Finding "Max" Value from subquery

  • Hi all,

    Kinda stuck on finding a way to optimise this solution.

    Let's say I have a table which contains a bunch of dates, as well as another table which has a bunch of dates and some values:

    CREATE TABLE #Records

    (

    [Date] DATETIME,

    [JoinValue] INT

    )

    INSERT INTO #Records ([Date], [JoinValue])

    VALUES('2011-10-01', 1)

    INSERT INTO #Records ([Date], [JoinValue])

    VALUES('2011-10-02', 1)

    INSERT INTO #Records ([Date], [JoinValue])

    VALUES('2011-10-03', 1)

    INSERT INTO #Records ([Date], [JoinValue])

    VALUES('2011-10-04', 1)

    INSERT INTO #Records ([Date], [JoinValue])

    VALUES('2011-10-05', 1)

    CREATE TABLE #MoreRecords

    (

    [Date] DATETIME,

    [JoinValue] INT,

    [Value] INT

    )

    INSERT INTO #MoreRecords ([Date], [JoinValue], [Value])

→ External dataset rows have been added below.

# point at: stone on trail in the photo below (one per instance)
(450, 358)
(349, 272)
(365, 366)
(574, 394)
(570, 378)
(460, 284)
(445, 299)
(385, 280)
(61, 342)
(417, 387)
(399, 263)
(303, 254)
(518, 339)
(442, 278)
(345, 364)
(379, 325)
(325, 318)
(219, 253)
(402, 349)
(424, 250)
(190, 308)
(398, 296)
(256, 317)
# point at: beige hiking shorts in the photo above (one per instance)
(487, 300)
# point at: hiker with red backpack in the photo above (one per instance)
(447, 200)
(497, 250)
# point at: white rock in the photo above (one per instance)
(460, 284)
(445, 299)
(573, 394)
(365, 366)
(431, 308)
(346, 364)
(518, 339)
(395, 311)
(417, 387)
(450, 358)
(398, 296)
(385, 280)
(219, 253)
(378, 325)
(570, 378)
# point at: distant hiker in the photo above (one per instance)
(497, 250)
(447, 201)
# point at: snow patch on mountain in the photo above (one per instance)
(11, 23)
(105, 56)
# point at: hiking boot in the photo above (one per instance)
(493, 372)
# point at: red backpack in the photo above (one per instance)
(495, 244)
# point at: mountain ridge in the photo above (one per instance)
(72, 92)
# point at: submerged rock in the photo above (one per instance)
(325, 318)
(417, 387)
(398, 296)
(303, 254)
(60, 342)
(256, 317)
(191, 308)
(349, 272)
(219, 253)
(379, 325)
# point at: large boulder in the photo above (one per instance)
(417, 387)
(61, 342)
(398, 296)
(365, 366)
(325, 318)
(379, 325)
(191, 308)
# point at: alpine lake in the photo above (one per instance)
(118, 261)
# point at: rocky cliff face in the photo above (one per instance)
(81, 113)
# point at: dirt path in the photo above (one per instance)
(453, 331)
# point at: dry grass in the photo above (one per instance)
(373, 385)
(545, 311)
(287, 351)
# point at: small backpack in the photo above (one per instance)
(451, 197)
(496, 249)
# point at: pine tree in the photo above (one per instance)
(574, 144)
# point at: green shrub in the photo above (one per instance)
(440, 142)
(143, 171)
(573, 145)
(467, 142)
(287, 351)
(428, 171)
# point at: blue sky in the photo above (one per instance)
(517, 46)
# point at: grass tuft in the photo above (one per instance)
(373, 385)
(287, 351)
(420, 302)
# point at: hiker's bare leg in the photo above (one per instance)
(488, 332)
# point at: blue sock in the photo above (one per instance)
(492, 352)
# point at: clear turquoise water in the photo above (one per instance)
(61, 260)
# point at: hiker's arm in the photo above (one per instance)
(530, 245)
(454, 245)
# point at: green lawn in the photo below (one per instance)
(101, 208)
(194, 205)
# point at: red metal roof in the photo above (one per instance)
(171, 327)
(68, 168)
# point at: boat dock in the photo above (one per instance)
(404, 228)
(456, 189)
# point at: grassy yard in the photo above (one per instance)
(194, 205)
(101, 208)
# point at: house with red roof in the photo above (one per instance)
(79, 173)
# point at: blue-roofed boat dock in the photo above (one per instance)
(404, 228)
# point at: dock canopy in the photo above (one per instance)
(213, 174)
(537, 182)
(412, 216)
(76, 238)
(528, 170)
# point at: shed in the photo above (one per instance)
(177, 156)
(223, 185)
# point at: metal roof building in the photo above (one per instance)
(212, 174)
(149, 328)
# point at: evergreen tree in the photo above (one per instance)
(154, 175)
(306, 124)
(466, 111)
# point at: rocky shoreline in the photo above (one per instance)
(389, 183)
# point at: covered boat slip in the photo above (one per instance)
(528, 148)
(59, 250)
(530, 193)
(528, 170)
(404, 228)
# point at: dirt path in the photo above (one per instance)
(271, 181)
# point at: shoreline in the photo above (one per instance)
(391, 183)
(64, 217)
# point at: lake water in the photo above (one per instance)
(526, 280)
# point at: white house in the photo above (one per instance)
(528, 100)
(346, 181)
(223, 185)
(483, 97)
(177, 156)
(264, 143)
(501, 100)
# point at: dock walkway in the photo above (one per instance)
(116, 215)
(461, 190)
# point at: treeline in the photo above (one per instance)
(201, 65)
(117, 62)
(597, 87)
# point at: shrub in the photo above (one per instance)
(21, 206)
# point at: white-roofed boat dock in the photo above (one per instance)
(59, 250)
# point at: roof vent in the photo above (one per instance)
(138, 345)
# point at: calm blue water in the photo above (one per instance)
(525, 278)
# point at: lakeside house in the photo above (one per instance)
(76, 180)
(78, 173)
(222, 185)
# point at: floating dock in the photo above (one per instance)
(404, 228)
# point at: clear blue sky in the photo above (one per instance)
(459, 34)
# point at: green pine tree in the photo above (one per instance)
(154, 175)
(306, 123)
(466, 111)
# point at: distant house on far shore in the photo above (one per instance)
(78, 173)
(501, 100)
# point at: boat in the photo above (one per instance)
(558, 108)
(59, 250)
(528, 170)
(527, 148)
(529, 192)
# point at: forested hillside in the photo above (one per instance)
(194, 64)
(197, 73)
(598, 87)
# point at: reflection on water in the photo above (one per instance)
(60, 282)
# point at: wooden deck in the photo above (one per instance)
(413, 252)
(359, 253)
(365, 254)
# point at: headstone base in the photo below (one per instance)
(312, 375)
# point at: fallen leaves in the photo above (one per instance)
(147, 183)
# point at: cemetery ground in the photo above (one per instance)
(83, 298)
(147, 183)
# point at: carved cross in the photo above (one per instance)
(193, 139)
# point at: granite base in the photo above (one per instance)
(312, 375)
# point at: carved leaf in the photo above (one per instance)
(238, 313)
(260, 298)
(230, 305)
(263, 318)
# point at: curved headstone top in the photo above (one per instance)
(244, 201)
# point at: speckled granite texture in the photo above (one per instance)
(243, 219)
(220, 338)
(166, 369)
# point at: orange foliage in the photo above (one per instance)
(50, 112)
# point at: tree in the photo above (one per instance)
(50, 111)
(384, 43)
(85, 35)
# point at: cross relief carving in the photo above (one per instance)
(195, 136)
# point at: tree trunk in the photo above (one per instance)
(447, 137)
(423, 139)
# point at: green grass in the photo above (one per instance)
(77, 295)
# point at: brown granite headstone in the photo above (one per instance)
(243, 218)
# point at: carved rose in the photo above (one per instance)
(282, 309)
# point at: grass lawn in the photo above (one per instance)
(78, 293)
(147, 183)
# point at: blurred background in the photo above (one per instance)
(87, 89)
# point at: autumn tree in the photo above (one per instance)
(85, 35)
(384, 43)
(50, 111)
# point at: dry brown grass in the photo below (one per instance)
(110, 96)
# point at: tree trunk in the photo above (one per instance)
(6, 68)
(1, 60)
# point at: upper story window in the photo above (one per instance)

    VALUES ('2011-10-01', 1, NULL)

    INSERT INTO #MoreRecords ([Date], [JoinValue], [Value])

    VALUES ('2011-10-02', 1, NULL)

    INSERT INTO #MoreRecords ([Date], [JoinValue], [Value])

    VALUES ('2011-10-03', 1, 1)

    INSERT INTO #MoreRecords ([Date], [JoinValue], [Value])

    VALUES ('2011-10-04', 1, 2)

    INSERT INTO #MoreRecords ([Date], [JoinValue], [Value])

    VALUES ('2011-10-05', 1, 3)

    What I want to do is, for each date in #Records, find the most recent value from #MoreRecords which is not null, but is not more recent than the date in #Records.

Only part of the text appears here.